Bronwyn Dalley

Many of us have been there: it’s after midnight and everyone in the house is asleep, but we’re at our desks reading, thinking, writing. Keep it up for a string of nights and things can get weird. The mind plays tricks and the body turns languid. Perhaps it wasn’t odd that, many nights into revising a manuscript, my body began almost automatically moving from one position to another: I was performing a kata – a formalised pattern of karate movements. I had done Seido Karate for several years, but by the time of this unexpected nocturnal practice I hadn’t trained for five years and thought I’d forgotten everything.
Maybe the lack of sleep led my brain to recall the pattern. Perhaps muscle memory kicked in, guiding me through moves I had formerly practiced over and over. Whatever went on inside my brain and body, this surprising experience was a perfect ending to a long night’s work. And it told me I needed to get back to karate training. I dragged my gi (karate uniform) out of storage and walked back into the dojo (the training hall), taking my place in the line of students.
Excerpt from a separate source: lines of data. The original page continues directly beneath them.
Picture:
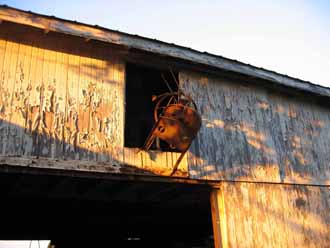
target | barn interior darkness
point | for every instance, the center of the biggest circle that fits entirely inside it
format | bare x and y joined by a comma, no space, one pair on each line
142,83
83,211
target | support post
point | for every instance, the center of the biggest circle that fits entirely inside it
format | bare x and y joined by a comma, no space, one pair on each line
218,219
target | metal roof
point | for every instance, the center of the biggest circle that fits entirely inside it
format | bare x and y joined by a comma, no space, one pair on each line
52,23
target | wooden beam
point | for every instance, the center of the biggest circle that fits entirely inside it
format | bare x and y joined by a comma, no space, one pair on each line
86,169
156,47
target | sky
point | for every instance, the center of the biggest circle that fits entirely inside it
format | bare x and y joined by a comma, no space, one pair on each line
290,37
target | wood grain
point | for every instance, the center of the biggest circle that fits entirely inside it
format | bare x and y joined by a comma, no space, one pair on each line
252,134
273,215
187,55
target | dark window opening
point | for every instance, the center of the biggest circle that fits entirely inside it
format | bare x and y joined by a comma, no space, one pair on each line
141,84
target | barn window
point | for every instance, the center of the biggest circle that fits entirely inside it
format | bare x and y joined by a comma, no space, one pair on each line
142,83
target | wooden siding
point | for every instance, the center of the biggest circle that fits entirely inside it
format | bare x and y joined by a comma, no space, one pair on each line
62,98
253,134
183,54
270,215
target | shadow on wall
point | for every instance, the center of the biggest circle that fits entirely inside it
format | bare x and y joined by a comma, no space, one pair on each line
251,135
63,98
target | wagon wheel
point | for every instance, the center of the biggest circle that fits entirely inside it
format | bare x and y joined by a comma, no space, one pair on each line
173,97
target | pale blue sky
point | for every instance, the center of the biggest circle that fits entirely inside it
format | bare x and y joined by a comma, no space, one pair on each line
290,37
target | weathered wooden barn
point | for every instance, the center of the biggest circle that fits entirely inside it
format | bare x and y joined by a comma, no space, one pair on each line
75,107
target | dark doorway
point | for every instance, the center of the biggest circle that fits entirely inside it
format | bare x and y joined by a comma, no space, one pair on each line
142,83
87,212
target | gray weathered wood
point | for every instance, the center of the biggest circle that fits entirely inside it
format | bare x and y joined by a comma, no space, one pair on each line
251,134
273,215
154,46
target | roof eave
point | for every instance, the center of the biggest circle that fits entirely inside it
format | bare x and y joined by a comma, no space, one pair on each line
154,46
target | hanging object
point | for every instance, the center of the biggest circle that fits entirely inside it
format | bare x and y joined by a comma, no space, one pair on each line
177,122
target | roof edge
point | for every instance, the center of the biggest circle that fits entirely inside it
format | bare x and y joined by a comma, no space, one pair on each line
51,23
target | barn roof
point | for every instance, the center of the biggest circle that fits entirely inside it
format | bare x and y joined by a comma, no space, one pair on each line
185,54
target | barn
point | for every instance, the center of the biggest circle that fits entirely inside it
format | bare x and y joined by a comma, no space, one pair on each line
76,108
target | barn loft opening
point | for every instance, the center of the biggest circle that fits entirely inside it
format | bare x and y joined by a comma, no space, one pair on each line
142,83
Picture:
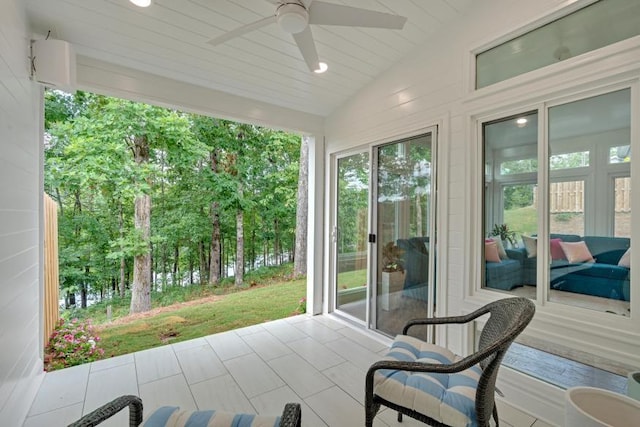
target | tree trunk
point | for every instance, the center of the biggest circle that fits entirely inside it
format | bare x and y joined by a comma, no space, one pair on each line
123,263
239,278
215,250
141,288
203,262
300,255
214,267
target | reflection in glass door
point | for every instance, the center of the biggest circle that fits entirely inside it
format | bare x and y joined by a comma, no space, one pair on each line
405,238
350,234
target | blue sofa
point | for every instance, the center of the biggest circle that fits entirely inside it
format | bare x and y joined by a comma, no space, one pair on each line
506,274
415,260
602,278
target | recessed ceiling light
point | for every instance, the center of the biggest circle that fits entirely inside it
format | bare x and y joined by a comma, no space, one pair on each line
141,3
323,67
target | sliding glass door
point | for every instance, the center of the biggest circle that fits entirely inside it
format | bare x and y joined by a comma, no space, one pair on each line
350,234
404,221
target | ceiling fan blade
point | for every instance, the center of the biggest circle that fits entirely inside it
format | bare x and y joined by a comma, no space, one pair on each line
243,30
322,13
307,47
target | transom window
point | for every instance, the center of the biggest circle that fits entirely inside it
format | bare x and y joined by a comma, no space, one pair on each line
597,25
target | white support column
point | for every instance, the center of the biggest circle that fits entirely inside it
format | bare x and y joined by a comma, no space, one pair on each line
315,240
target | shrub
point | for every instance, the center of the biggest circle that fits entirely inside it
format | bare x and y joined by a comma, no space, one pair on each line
302,306
72,343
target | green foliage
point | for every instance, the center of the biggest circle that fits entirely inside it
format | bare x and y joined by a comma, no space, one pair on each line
235,309
504,232
391,258
72,343
518,196
565,216
522,220
91,172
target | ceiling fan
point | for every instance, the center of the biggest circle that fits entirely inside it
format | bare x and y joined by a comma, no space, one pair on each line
294,17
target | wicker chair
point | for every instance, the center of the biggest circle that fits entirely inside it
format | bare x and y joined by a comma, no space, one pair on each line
291,415
417,377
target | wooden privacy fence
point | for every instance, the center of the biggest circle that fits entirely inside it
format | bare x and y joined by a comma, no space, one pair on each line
569,196
51,282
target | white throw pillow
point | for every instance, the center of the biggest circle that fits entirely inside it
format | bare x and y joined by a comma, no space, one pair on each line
625,261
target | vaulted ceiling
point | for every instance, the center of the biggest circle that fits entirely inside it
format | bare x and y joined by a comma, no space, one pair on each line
170,39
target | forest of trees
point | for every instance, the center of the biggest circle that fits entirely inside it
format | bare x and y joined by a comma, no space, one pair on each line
151,197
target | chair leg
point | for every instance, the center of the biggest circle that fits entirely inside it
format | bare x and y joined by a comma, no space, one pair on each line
370,413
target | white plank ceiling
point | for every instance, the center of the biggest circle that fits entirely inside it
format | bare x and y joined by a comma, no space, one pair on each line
170,39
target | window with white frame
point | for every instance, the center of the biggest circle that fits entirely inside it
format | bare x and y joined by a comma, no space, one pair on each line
593,26
582,198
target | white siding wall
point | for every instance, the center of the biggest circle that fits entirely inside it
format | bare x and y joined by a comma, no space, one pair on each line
20,198
432,87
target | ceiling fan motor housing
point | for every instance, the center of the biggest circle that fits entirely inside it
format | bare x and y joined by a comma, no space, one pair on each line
292,17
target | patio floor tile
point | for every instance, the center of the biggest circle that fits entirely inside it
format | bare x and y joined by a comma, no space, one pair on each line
200,363
156,363
60,389
253,375
318,362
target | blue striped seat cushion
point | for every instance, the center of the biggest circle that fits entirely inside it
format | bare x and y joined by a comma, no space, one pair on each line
447,398
172,416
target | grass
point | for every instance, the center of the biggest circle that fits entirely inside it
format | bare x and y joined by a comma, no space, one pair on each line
268,297
522,220
352,279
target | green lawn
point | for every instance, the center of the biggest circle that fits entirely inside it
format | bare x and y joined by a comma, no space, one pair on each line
352,279
231,311
522,220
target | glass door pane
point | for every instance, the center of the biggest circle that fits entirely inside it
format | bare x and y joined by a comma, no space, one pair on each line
404,249
351,234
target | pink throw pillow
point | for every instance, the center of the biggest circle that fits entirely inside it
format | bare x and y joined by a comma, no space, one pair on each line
576,252
491,252
556,249
625,261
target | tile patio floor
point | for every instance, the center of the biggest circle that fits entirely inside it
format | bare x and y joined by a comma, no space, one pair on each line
318,361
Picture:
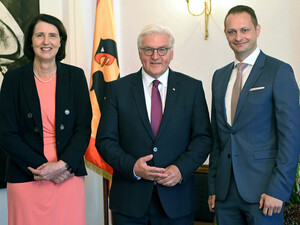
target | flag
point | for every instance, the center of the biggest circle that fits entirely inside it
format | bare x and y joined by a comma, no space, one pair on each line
105,68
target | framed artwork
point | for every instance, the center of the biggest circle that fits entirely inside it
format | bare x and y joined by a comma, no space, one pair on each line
14,15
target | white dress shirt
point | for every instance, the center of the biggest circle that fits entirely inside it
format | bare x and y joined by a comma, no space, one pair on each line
162,87
250,60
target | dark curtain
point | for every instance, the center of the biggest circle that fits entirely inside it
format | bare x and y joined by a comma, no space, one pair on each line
21,12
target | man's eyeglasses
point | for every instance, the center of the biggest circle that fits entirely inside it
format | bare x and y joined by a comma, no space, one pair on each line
160,51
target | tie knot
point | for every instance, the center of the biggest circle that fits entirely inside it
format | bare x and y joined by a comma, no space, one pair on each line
241,66
155,83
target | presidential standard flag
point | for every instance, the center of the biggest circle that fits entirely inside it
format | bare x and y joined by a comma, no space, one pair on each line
105,68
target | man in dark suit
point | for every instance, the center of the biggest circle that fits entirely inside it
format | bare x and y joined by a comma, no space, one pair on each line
153,178
256,146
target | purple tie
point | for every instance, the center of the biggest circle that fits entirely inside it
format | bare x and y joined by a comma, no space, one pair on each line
237,87
156,108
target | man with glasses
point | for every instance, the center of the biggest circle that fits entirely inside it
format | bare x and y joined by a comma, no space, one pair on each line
256,126
154,132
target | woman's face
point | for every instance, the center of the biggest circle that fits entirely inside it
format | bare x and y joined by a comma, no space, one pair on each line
45,41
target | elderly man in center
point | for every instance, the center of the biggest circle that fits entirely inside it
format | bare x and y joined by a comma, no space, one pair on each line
154,132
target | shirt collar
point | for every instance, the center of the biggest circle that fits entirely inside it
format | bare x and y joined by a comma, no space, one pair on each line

A feeling of comfort and familiarity confirmed I’d made the right decision.
I’ve now spent nearly thirty years practising and teaching this form of martial art. Karate styles such as my own emphasise karate for life, regardless of age or ability, and I’ve had students take up the practice in their fifties. Physical fitness and self-defence skills, often viewed as fundamental aspects or benefits of this type of activity, are by-products rather than core elements, especially as the years pass. Sure, there might be press-ups and fancy kicks – somewhat less spectacular as the body becomes creakier – but this is not what keeps people going back to the dojo week in, week out, for decades.

My own commitment to this art doesn’t seem a long time in the scheme of things. After all, my karate teachers, and their teachers in turn, have been practising for 50 or 60 years. ‘Practising’ is apposite, for there is discipline in being a martial artist. Here I don’t mean the forms of discipline observers often comment on and which are cornerstones of good martial arts: the rules and rituals of the dojo, how students interact with each other, the systems of obedience and respect.
As karateka (karate practitioners), we repeat the same move or pattern many times, and then for variety we do it some more. This is a disciplining or training of body and mind, doing the same move repeatedly until those particular motor tasks morph into memory and become second nature. But practice also has to have thought and an intention to do something well. As one instructor said to me, ‘Doing a thousand bad kicks just means you’ve got good at doing a thousand bad kicks’. We speak of ren ma, a Japanese term meaning constant polishing, of practising a technique to try to improve it each time. It’s another way of referring to learning and of having an open, active mind. Viewed in this way, karate is more of an approach to living, a matter of good mental as well as physical health.
Let me return to the midnight hours. One ritual at annual weekend camps in my karate style is for everyone to get out of bed around midnight, put on their gi, and together do a thousand kicks, each one accompanied by a kiai or loud shout. Legs and hips, generally unwilling at this hour, begin rebelling at about 400 kicks. A couple of hundred later, the kicks become automatic and I share in the collective energy of the many people around me. I invariably feel a calmness at this point, as if I could carry on forever in this constant process of polishing.
Bronwyn Dalley has been practicing and teaching martial arts since 1985; she is also a historian and writer.